On October 6, 1957, Chrysler Corporation was busy rolling out its 1958 model year and promoting its successful “Forward Look” designs. The “high-finned, flying-wedge” Look had helped Chrysler up its auto market share from 15% to nearly 21% and President Lester “Tex” Colbert would not be in a hurry to make significant changes. Innovations were being made to the Look for 1958, however, and included a wrap-around-and-up “control tower” windshield, a rear-view mirror on the left front fender that could be remotely controlled from the dashboard, and a defroster to keep condensation off the rear window.
The advertising campaign for the Forward Look stressed six keys selling points:
- The rightness of style – the dart shape of motion: cuts steering corrections in cross-winds by as much as 20%!

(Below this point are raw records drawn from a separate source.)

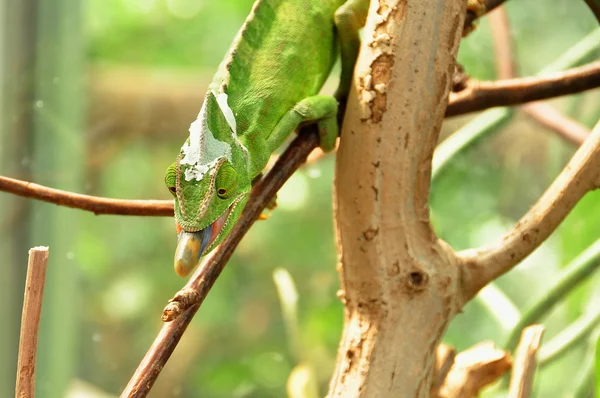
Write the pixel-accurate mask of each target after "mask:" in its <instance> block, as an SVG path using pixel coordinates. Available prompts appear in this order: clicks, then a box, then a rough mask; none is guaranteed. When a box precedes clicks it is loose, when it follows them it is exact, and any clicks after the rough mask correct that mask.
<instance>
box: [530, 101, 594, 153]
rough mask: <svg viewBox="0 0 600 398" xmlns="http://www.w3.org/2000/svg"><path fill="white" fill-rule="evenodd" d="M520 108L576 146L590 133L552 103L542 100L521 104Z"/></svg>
mask: <svg viewBox="0 0 600 398" xmlns="http://www.w3.org/2000/svg"><path fill="white" fill-rule="evenodd" d="M522 108H523V110H524V111H525V113H526V114H527V115H528V116H530V117H531V118H533V119H534V120H535V121H536V122H537V123H538V124H540V125H542V126H544V127H546V128H548V129H550V130H552V131H554V132H555V133H557V134H558V135H560V136H561V137H563V138H564V139H566V140H567V141H570V142H572V143H573V144H575V145H577V146H579V145H581V144H583V141H585V139H586V138H587V136H588V135H590V129H588V128H587V127H586V126H584V125H583V124H581V123H579V122H578V121H576V120H574V119H571V118H570V117H567V116H565V115H563V114H562V113H560V112H559V111H558V110H557V109H556V108H554V107H553V106H552V105H549V104H546V103H543V102H532V103H529V104H526V105H523V107H522Z"/></svg>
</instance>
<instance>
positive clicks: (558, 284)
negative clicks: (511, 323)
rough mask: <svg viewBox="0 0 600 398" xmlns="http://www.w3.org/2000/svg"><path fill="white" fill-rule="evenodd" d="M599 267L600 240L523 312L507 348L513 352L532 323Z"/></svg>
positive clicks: (599, 260)
mask: <svg viewBox="0 0 600 398" xmlns="http://www.w3.org/2000/svg"><path fill="white" fill-rule="evenodd" d="M599 266H600V239H598V240H597V241H596V242H594V243H593V244H592V245H591V246H589V247H588V248H587V249H585V251H584V252H583V253H581V254H580V255H579V256H577V257H576V258H575V259H574V260H573V261H571V263H569V265H567V267H566V269H565V271H564V272H563V274H562V275H561V276H560V277H558V278H557V279H556V281H555V282H554V283H553V284H552V285H551V286H549V287H548V288H546V290H545V291H544V294H543V295H542V297H540V298H538V299H537V300H536V301H535V302H534V303H533V304H532V305H531V306H530V307H529V308H527V309H525V310H524V311H523V316H522V317H521V319H519V322H518V323H517V324H516V325H515V327H514V328H513V330H512V332H511V334H510V336H509V338H508V340H507V343H506V346H505V348H506V349H507V350H513V349H514V348H515V347H516V345H517V342H518V340H519V336H520V335H521V331H522V330H523V328H525V327H526V326H528V325H531V324H532V323H535V322H539V320H540V319H541V318H542V317H543V316H544V315H545V314H547V313H548V311H550V310H551V309H552V308H553V307H554V305H555V304H557V303H558V302H560V301H561V300H563V298H564V297H565V295H567V294H568V293H569V292H571V291H572V290H573V289H574V288H576V287H577V286H579V284H580V283H581V282H583V281H585V280H587V279H588V278H589V276H590V275H591V274H592V273H593V272H594V271H596V270H597V269H598V267H599Z"/></svg>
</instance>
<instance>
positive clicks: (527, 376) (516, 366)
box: [507, 325, 544, 398]
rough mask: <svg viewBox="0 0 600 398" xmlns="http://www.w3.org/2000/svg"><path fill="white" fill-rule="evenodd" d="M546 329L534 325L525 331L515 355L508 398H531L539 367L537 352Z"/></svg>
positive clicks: (537, 325)
mask: <svg viewBox="0 0 600 398" xmlns="http://www.w3.org/2000/svg"><path fill="white" fill-rule="evenodd" d="M543 334H544V327H543V326H542V325H532V326H529V327H527V328H525V329H524V330H523V333H522V334H521V341H520V342H519V346H518V347H517V351H516V354H515V362H514V367H513V371H512V374H511V377H510V387H509V389H508V396H507V398H529V397H530V396H531V389H532V387H533V376H534V374H535V369H536V367H537V359H536V355H537V351H538V349H539V348H540V343H541V341H542V335H543Z"/></svg>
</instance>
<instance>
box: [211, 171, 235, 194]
mask: <svg viewBox="0 0 600 398" xmlns="http://www.w3.org/2000/svg"><path fill="white" fill-rule="evenodd" d="M215 187H216V188H217V195H218V196H219V198H221V199H227V198H230V197H231V195H233V194H234V193H235V188H236V187H237V172H236V171H235V169H234V168H233V167H232V166H231V165H230V164H229V163H224V164H223V165H222V166H221V168H220V169H219V172H218V174H217V178H216V180H215Z"/></svg>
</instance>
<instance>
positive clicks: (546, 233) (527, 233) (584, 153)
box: [457, 122, 600, 302]
mask: <svg viewBox="0 0 600 398" xmlns="http://www.w3.org/2000/svg"><path fill="white" fill-rule="evenodd" d="M599 172H600V122H599V123H597V124H596V126H595V127H594V129H593V130H592V133H591V134H590V135H589V137H588V138H587V139H586V140H585V142H584V143H583V145H582V146H581V147H580V148H579V149H578V150H577V152H576V153H575V155H574V156H573V158H572V159H571V161H570V162H569V163H568V164H567V166H566V167H565V168H564V169H563V171H562V172H561V173H560V175H559V176H558V177H557V178H556V180H554V182H553V183H552V185H550V187H549V188H548V189H547V190H546V192H544V194H543V195H542V197H541V198H540V199H539V200H538V201H537V203H536V204H535V205H534V206H533V207H532V208H531V209H530V210H529V211H528V212H527V213H526V214H525V215H524V216H523V217H522V218H521V219H520V220H519V222H518V223H517V224H516V225H515V226H514V227H513V228H512V229H511V230H510V231H508V232H507V233H506V234H505V235H504V236H502V237H501V238H500V239H499V240H498V241H496V242H495V243H493V244H491V245H489V246H486V247H483V248H478V249H468V250H463V251H461V252H458V253H457V256H458V258H459V259H460V260H461V261H462V262H463V264H464V267H463V272H464V276H463V278H462V282H463V286H462V290H463V294H464V300H465V302H466V301H468V300H469V299H471V298H472V297H473V296H474V295H475V294H476V293H477V292H478V291H479V290H480V289H481V288H482V287H484V286H485V285H487V284H488V283H489V282H490V281H492V280H494V279H496V278H497V277H499V276H500V275H502V274H504V273H505V272H507V271H509V270H510V269H512V268H513V267H514V266H515V265H516V264H518V263H519V262H521V260H523V259H524V258H525V257H526V256H528V255H529V254H530V253H531V252H533V250H535V249H536V248H537V247H538V246H539V245H540V244H541V243H542V242H543V241H544V240H545V239H546V238H547V237H548V236H549V235H550V234H551V233H552V232H553V231H554V230H555V229H556V227H557V226H558V225H559V224H560V223H561V222H562V221H563V219H564V218H565V217H566V216H567V214H569V212H570V211H571V209H573V207H574V206H575V205H576V204H577V202H578V201H579V200H580V199H581V198H582V197H583V195H585V194H586V193H587V192H589V191H590V190H592V189H595V188H596V187H597V186H596V185H597V183H598V180H599Z"/></svg>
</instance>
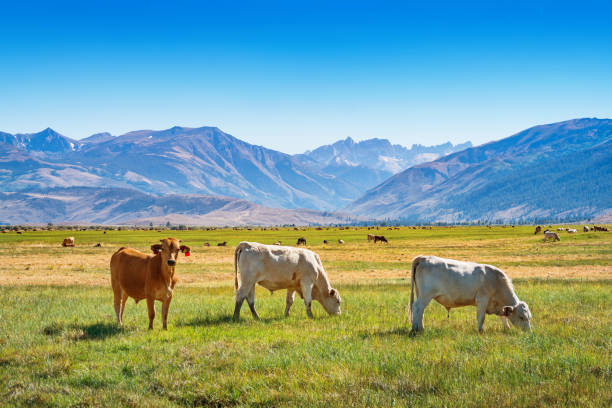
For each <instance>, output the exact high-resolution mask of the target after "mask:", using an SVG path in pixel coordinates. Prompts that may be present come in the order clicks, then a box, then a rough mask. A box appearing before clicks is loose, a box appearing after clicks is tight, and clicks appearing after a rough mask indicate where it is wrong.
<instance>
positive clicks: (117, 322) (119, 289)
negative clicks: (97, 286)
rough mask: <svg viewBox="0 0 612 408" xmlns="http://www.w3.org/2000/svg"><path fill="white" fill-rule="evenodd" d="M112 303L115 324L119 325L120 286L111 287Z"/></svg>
mask: <svg viewBox="0 0 612 408" xmlns="http://www.w3.org/2000/svg"><path fill="white" fill-rule="evenodd" d="M113 295H114V299H113V304H114V306H115V314H116V315H117V324H119V325H121V288H116V287H113Z"/></svg>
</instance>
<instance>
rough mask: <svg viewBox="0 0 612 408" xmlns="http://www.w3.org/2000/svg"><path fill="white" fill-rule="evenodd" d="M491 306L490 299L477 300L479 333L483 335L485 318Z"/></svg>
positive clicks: (486, 298)
mask: <svg viewBox="0 0 612 408" xmlns="http://www.w3.org/2000/svg"><path fill="white" fill-rule="evenodd" d="M488 305H489V299H488V298H484V297H477V298H476V320H478V332H479V333H482V331H483V325H484V318H485V316H486V313H487V306H488Z"/></svg>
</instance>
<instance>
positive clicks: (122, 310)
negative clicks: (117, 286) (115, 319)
mask: <svg viewBox="0 0 612 408" xmlns="http://www.w3.org/2000/svg"><path fill="white" fill-rule="evenodd" d="M127 298H128V295H127V293H125V292H123V293H122V294H121V309H120V310H119V324H123V311H124V310H125V303H126V302H127Z"/></svg>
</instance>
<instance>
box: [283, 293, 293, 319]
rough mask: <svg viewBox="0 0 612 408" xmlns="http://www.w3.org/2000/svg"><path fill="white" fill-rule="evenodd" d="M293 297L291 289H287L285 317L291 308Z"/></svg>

- Wonderful Torsion-Aire Ride: suspension so right it prevents starting squat, braking dip, lean on curves.
- Pushbutton Torqueflite: control buttons for full control of automatic transmission with two extra buttons for muddy or snowy conditions, downhill engine braking, or flexibility in traffic or up steep hills
- Constant-Control Power Steering: works the right way – full-time, not part-time, takes the work out of steering, with a wonderful new “feel” of the road
- Total-Contact Braking: your toe does less, the brakes do more, quicker straight-line stops with up to 25% less pedal pressure, longer lining life
- Control Tower Windshields: see 50% better, windshield sweeps back into the roofline to let you see up as well as out, with safety glass, of course, and the “all outdoors” feeling comes true again in the roominess inside
The purple prose of this great advertising age continued: “But the rightness goes further! In every great engineering achievement, in every fine detail of styling, in the total design and total value of these cars. It’s simply a matter of giving you more for what you pay. But don’t just look at a great ’58 of the ‘Forward Look’ – drive around and discover the rightness for yourself!”